The sales rep at Rectron cant answer my question.

In interested in purchasing this L2 Switch

Its a L2+ switch with 2 GBIC ports. All I want to know is this, can I give one of the fibre ports an IP address for example?

Ive got a corporate customer that needs to connect to a sister companies file server over 5km away. The fibre is in and all but I dont believe bridging the 2 networks is the right thing to do ;)

They on different subnets. So what I planned on doing is just adding a static route on the current gateway that points to the L2+ switch if a request is needed for the remote server on the other network. Also in this way we can control security better. This is just what I believe, I could be wrong and thats why im posting here asking for advice.

A router is probably better but its more expensive, anyone is welcome to give examples if they deem fit.

Peon
 

NoCause

Well-Known Member
Joined
Mar 19, 2009
Messages
111
Hi,

if the 2 offices are connected with fibre, then you will need a Layer 3 Switch actually. You will need to put the 2 sites into diffirent vlans as well.
 

NoCause

Well-Known Member
Joined
Mar 19, 2009
Messages
111
Also,

Layer 2 switch is based on mac addresses and layer 3 switching is based on network topology table populated. So user a Layer 3 switch with the fibre connecting via the GBIC port.Then the diffirent subnets and so on wont make a diff.
 

savage

Expert Member
Joined
Aug 11, 2003
Messages
2,922
You will need a L3 switch if you want to assign IPs to ports, route, etc..
 

ponder

Honorary Master
Joined
Jan 22, 2005
Messages
92,823
No, you cannot do routing on a layer 2 device.

What you can however do is configure a trunk between the two switches and passing on the 802.1q VLANs from the one switch to the other. This is only valid if the switch on the other side is a layer 3 device that can do inter vlan routing and supports trunking and 802.1q OR alternatively you have a decent router on that side that is capable of doing the inter vlan routing.

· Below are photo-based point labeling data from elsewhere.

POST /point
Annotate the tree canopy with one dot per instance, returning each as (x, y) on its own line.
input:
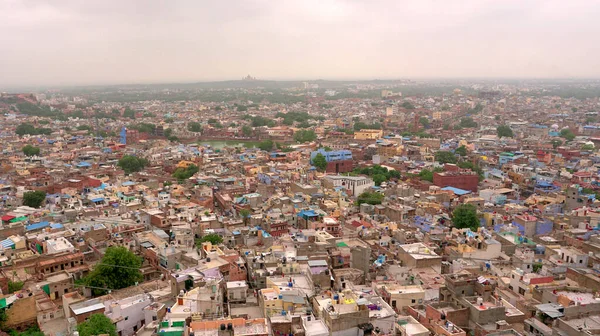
(246, 130)
(30, 150)
(185, 173)
(131, 164)
(504, 131)
(119, 268)
(567, 134)
(97, 324)
(213, 238)
(305, 135)
(320, 162)
(445, 157)
(467, 122)
(378, 173)
(555, 143)
(462, 151)
(372, 198)
(27, 128)
(194, 127)
(465, 216)
(34, 199)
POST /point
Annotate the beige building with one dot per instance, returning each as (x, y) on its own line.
(368, 134)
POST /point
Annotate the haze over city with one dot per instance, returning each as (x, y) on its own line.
(120, 42)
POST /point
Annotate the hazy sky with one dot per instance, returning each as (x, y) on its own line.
(55, 42)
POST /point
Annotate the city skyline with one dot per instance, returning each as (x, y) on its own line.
(102, 43)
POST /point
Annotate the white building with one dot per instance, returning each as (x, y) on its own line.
(128, 313)
(356, 184)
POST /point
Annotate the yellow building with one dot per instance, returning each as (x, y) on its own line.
(184, 164)
(368, 134)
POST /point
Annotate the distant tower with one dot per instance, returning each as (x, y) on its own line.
(123, 136)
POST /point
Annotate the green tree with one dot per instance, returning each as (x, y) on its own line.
(27, 128)
(372, 198)
(129, 113)
(379, 178)
(131, 164)
(247, 130)
(320, 162)
(245, 214)
(194, 127)
(97, 324)
(30, 150)
(408, 105)
(467, 122)
(556, 143)
(462, 151)
(34, 199)
(567, 134)
(504, 131)
(119, 268)
(78, 114)
(305, 136)
(426, 175)
(213, 238)
(14, 286)
(465, 216)
(266, 145)
(185, 173)
(445, 157)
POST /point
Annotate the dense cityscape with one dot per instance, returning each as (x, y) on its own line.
(254, 207)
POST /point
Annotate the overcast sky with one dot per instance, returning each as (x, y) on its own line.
(55, 42)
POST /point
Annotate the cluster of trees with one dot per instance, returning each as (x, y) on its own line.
(27, 128)
(144, 127)
(320, 162)
(194, 126)
(408, 105)
(427, 175)
(213, 238)
(247, 130)
(215, 123)
(185, 173)
(97, 324)
(30, 150)
(504, 131)
(34, 199)
(361, 125)
(467, 122)
(419, 134)
(465, 216)
(119, 268)
(129, 113)
(300, 117)
(305, 136)
(372, 198)
(378, 173)
(131, 164)
(267, 145)
(258, 121)
(36, 110)
(567, 134)
(478, 108)
(445, 157)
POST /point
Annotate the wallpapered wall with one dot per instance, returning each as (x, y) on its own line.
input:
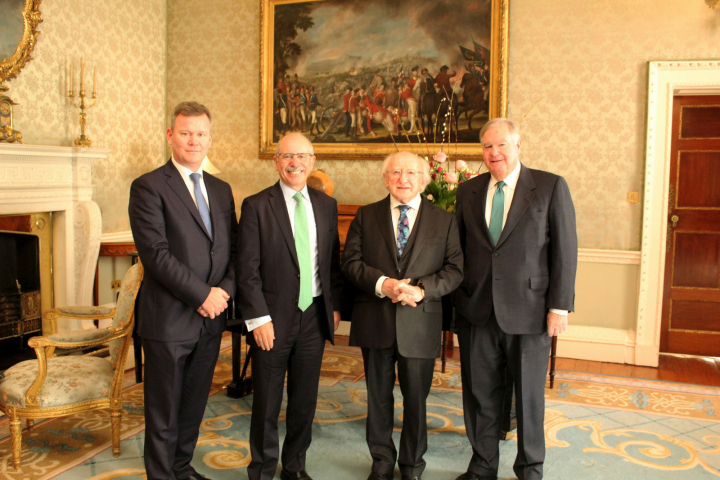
(586, 62)
(127, 43)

That switch does have support for static routes on multiple subnets but obviously the traffic still has to be passed on to the default gateway/router.

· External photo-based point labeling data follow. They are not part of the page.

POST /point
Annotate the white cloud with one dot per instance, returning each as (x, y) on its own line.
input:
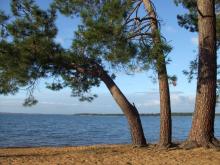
(59, 40)
(195, 41)
(170, 29)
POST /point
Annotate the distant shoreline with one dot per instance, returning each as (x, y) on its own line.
(106, 114)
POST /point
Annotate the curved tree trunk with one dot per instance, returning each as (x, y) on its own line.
(128, 109)
(202, 131)
(165, 108)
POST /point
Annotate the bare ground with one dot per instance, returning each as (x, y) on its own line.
(108, 155)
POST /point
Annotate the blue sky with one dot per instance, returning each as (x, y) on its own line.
(139, 88)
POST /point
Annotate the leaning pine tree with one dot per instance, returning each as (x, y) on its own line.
(28, 53)
(122, 22)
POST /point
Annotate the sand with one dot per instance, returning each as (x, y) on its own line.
(108, 155)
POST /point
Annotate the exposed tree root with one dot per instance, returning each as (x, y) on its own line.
(213, 144)
(162, 146)
(139, 145)
(189, 145)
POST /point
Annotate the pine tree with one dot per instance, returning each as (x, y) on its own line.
(28, 53)
(118, 34)
(203, 20)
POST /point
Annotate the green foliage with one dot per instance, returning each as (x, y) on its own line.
(109, 33)
(29, 53)
(190, 19)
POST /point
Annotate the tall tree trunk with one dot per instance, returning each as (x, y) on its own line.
(165, 108)
(202, 131)
(128, 109)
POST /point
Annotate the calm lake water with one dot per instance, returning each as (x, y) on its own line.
(24, 130)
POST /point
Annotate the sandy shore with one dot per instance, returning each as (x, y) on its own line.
(108, 155)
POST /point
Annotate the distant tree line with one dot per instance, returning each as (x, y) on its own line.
(113, 35)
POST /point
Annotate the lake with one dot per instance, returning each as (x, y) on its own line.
(30, 130)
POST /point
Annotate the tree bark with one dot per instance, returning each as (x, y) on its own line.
(202, 131)
(130, 111)
(165, 108)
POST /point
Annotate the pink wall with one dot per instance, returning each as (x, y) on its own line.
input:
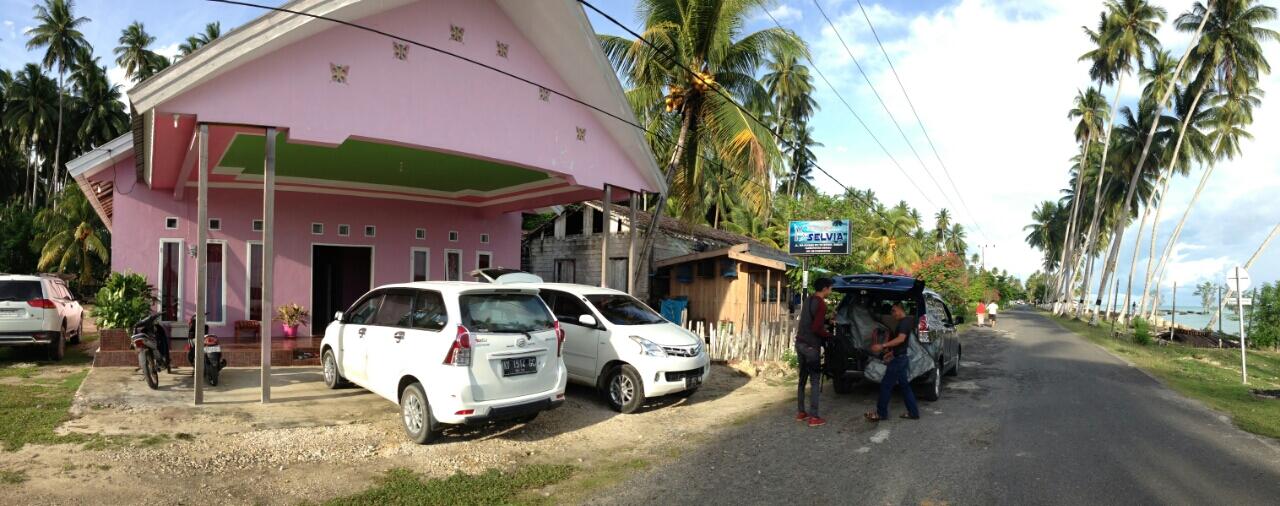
(140, 217)
(429, 100)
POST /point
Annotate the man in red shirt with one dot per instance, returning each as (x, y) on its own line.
(810, 336)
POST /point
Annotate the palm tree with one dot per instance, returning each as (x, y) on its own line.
(199, 40)
(58, 31)
(1125, 32)
(700, 108)
(1229, 59)
(28, 113)
(72, 236)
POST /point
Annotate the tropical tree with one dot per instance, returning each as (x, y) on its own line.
(700, 108)
(58, 32)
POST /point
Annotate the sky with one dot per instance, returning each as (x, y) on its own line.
(991, 80)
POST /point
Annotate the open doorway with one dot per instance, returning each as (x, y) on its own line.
(339, 274)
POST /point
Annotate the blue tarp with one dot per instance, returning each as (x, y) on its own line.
(671, 309)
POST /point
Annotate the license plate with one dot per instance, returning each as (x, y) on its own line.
(519, 367)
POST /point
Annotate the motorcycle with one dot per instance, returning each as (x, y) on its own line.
(152, 346)
(214, 361)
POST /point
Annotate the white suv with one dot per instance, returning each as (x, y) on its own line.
(618, 345)
(449, 352)
(37, 310)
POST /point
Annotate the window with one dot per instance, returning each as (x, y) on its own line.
(364, 311)
(566, 308)
(397, 309)
(420, 264)
(565, 270)
(254, 272)
(624, 310)
(452, 264)
(429, 313)
(215, 291)
(170, 279)
(504, 313)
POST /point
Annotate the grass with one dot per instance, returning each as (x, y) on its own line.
(492, 487)
(1210, 375)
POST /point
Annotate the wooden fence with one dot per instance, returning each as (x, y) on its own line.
(769, 342)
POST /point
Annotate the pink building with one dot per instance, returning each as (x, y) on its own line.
(392, 162)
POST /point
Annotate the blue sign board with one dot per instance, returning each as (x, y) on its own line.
(824, 237)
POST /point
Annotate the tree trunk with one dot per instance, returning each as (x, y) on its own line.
(1097, 195)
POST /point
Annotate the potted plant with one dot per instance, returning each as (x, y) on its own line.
(292, 315)
(123, 301)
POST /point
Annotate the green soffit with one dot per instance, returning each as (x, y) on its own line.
(371, 163)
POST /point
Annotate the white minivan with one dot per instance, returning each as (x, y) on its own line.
(622, 347)
(449, 352)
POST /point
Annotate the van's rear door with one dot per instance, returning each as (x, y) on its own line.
(513, 346)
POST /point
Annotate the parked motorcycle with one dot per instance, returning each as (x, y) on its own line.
(214, 361)
(152, 346)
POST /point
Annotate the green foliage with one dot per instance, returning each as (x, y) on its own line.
(123, 301)
(1141, 332)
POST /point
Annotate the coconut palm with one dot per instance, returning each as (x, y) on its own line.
(72, 236)
(707, 37)
(1127, 30)
(199, 40)
(58, 32)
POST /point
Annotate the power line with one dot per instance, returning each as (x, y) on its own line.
(920, 122)
(859, 118)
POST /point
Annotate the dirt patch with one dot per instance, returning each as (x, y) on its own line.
(314, 443)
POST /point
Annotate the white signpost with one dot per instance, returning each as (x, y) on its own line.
(1238, 279)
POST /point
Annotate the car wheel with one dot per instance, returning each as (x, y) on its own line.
(332, 377)
(416, 415)
(58, 347)
(935, 386)
(625, 390)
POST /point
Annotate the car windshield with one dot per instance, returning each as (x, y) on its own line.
(624, 310)
(504, 313)
(19, 291)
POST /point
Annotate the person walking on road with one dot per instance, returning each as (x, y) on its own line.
(896, 369)
(810, 336)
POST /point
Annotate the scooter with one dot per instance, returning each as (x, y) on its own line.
(214, 361)
(152, 346)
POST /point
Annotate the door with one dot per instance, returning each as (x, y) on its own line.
(385, 350)
(339, 276)
(353, 338)
(581, 342)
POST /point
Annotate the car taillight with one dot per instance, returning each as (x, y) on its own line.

I suggest you read the manual, http://www.zyxel.com/web/support_do...40906173729&ModelIndexflags=0,420041130111108
 

damian24

Senior Member
Joined
Apr 5, 2005
Messages
840
Just looking at your setup, a router for passing gigabit traffic is gonna be pricey, if it's fibre and they only need to access the server then setup the network card on the server to do tagged VLAN and then put that network port on the the default VLAN for the local network and the remote network vlan (put the fibre on the same VLAN as you put the server on but make it untagged)

This way the network are totally split with the exception of the network card for the server which will look like 2 network interfaces with different IP addresses. if it's a windows server, you could use if to route traffic using RAS and inter-office routing.